Selain berupaya memenuhi pe­tunjuk kejaksaan, Sutarman me­nambahkan, jajarannya juga me­ngembangkan kemungkinan keter­libatan operator lain. Seperti dike­tahui, kepolisian telah me­netapkan tiga tersangka kasus ini. Tapi, be­lum ada tersangka dari operator telepon seluler selain Telkomsel.

Kasus pencurian pulsa antara lain dilaporkan konsumen ber­nama Feri Kuntoro. Dia mengadu ke Markas Polda Metro Jaya pada 4 Oktober 2011.

Feri merasa dirugikan karena harus membayar tagihan pasca bayar hingga ratusan ribu rupiah setelah registrasi undian ber­ha­diah melalui SMS premium ke no­mor 9133. Registrasi itu didu­ga menjerat Feri. Dia sering me­nerima SMS berupa informasi se­putar artis dan nada dering. Setiap kali menerima SMS dari nomor itu, pulsa Feri terpotong tanpa persetujuan.

Feri mengaku telah berusaha menghentikan layanan SMS de­ngan mengetik unreg dan mengi­rimkannya ke nomor tersebut. Namun, usahanya itu selalu gagal dan ia hanya mendapat jawaban “Maaf, sistem sedang ber­ma­sa­lah, silakan ulangi lagi”.

Lantaran terus-menerus men­da­patkan jawaban senada, Feri kemudian mengadukan masalah ini ke Grapari Telkomsel di Gam­bir, Jakarta Pusat. Namun, kata dia, jawaban petugas di sana ku­rang memuaskan. Akhirnya, Feri melaporkan kasus tersebut ke Mar­kas Polda Metro Jaya.
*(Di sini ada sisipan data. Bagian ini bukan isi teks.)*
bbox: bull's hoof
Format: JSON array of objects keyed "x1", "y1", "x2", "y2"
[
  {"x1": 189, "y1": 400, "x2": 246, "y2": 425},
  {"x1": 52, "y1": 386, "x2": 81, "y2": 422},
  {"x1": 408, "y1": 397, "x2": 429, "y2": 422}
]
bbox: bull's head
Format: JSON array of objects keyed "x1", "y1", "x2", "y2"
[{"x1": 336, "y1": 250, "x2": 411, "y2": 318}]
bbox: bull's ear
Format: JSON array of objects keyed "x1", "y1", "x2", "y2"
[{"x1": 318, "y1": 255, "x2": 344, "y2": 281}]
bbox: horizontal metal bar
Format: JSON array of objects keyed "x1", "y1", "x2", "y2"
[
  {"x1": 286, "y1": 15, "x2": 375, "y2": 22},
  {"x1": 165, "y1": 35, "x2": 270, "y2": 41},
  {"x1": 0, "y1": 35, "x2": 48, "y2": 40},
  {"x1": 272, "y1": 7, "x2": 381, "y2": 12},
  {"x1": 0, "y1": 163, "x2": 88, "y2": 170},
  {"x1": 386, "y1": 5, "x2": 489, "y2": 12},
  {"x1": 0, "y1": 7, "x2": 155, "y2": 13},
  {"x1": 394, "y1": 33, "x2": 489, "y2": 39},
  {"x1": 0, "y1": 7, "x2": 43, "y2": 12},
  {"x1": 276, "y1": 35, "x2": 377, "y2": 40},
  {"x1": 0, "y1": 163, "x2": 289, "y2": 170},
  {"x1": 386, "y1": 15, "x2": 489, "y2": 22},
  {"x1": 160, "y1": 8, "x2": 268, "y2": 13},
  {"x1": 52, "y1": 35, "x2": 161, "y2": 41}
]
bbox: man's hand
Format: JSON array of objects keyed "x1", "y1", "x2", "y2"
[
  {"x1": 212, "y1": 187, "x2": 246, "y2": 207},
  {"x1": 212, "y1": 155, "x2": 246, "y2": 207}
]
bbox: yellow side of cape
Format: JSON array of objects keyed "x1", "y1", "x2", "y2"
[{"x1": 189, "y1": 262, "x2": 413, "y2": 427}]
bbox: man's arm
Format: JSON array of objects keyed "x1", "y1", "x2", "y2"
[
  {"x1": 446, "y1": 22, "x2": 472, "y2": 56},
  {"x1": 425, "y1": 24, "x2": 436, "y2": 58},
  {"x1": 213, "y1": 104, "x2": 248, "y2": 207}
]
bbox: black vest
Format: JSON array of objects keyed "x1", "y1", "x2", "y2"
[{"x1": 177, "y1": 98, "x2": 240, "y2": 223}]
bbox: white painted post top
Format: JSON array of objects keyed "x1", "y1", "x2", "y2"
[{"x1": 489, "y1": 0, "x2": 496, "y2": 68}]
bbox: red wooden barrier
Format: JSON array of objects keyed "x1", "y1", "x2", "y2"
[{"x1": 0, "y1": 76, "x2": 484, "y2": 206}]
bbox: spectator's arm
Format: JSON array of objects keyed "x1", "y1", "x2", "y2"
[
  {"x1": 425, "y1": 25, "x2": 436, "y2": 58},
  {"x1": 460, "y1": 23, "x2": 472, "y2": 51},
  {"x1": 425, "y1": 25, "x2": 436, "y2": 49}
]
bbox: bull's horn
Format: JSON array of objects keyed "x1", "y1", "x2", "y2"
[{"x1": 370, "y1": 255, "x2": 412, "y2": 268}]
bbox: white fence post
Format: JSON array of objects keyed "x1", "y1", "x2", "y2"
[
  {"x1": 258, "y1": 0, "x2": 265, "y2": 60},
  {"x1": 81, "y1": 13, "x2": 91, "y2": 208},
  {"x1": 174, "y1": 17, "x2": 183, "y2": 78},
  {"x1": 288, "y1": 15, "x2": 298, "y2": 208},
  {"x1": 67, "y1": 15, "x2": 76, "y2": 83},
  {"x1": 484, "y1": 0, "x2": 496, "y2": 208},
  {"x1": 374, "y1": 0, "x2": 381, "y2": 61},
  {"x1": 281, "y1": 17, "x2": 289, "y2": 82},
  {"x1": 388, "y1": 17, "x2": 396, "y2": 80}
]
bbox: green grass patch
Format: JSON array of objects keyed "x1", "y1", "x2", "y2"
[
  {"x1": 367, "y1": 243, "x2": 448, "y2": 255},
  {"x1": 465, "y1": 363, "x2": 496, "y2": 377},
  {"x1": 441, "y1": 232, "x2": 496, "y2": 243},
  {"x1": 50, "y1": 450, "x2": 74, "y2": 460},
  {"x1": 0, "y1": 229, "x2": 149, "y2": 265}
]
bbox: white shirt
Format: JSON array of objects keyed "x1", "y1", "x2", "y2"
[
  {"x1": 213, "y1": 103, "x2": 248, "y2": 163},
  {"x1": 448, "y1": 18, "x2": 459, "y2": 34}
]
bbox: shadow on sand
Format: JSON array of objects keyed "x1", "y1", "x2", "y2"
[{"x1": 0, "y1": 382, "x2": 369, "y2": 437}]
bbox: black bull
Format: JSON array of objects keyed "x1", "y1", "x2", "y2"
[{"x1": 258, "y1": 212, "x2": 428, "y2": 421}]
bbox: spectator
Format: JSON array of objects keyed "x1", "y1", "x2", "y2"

Kasus tersebut kemudian di­ambil alih Mabes Polri. Soalnya, laporan mengenai penyedotan pulsa terjadi hampir di seluruh wilayah Indonesia. “Kasus ini bu­kan hanya terjadi di lingkup Polda Metro, tapi juga di daerah lain, sehingga kami ingin penye­li­dikannya satu pintu, dilakukan Mabes Polri,” ujar Kabidhumas Polda Metro Jaya saat itu, Kom­bes Baharudin Djafar.
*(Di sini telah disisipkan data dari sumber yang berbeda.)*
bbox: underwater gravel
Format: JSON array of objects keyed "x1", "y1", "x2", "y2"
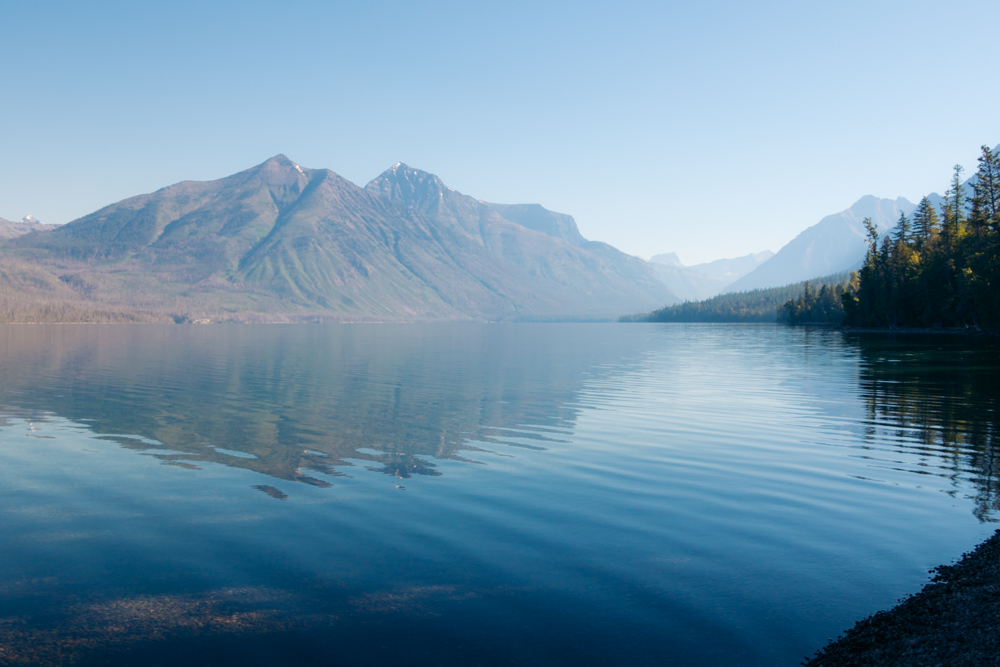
[{"x1": 802, "y1": 530, "x2": 1000, "y2": 667}]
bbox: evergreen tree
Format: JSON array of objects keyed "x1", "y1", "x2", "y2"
[
  {"x1": 969, "y1": 146, "x2": 1000, "y2": 234},
  {"x1": 895, "y1": 213, "x2": 910, "y2": 243},
  {"x1": 913, "y1": 197, "x2": 941, "y2": 245}
]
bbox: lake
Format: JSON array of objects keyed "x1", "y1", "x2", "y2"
[{"x1": 0, "y1": 324, "x2": 1000, "y2": 666}]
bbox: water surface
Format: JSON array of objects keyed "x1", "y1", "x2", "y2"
[{"x1": 0, "y1": 324, "x2": 1000, "y2": 665}]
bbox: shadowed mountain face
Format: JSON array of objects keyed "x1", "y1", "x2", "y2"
[{"x1": 6, "y1": 155, "x2": 673, "y2": 320}]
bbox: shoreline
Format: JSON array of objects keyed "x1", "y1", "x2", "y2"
[{"x1": 802, "y1": 530, "x2": 1000, "y2": 667}]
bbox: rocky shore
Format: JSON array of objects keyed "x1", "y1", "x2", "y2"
[{"x1": 802, "y1": 530, "x2": 1000, "y2": 667}]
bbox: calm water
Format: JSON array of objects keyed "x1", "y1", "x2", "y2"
[{"x1": 0, "y1": 324, "x2": 1000, "y2": 666}]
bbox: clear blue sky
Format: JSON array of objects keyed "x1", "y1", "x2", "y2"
[{"x1": 0, "y1": 0, "x2": 1000, "y2": 264}]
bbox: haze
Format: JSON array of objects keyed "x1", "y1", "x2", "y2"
[{"x1": 0, "y1": 2, "x2": 1000, "y2": 264}]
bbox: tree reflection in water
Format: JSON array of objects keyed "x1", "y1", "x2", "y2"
[{"x1": 845, "y1": 334, "x2": 1000, "y2": 521}]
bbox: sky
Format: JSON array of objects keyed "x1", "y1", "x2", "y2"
[{"x1": 0, "y1": 0, "x2": 1000, "y2": 265}]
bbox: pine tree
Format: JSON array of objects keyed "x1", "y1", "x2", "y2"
[
  {"x1": 913, "y1": 197, "x2": 941, "y2": 245},
  {"x1": 941, "y1": 164, "x2": 965, "y2": 253},
  {"x1": 969, "y1": 146, "x2": 1000, "y2": 234},
  {"x1": 895, "y1": 213, "x2": 910, "y2": 243}
]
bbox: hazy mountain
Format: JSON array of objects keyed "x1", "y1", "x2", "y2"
[
  {"x1": 5, "y1": 155, "x2": 676, "y2": 321},
  {"x1": 0, "y1": 215, "x2": 58, "y2": 239},
  {"x1": 649, "y1": 252, "x2": 684, "y2": 266},
  {"x1": 725, "y1": 195, "x2": 916, "y2": 292},
  {"x1": 726, "y1": 145, "x2": 1000, "y2": 292},
  {"x1": 649, "y1": 250, "x2": 774, "y2": 301}
]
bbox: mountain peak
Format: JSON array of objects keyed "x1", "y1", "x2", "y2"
[{"x1": 365, "y1": 162, "x2": 455, "y2": 206}]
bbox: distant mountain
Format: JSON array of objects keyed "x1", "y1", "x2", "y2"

Penanganan oleh Mabes Polri, diharapkan mampu menekan beda argumen antar penyidik pol­da-polda, sehingga langkah pe­nyi­dikan, penerapan pasal, du­ga­an kerugian konsumen serta pe­nun­tasan kasus ini bisa berjalan searah.

Pelimpahan perkara ini ke Ma­bes juga untuk memudahkan koor­dinasi Polri dengan lembaga tinggi negara lain seperti Kemen­terian Komunikasi dan Infor­ma­tika  serta Panja Mafia Pulsa DPR. Kendati begitu, kasus ini mandeg. Soalnya, para tersangka kasus ini tak kunjung naik ke penuntutan.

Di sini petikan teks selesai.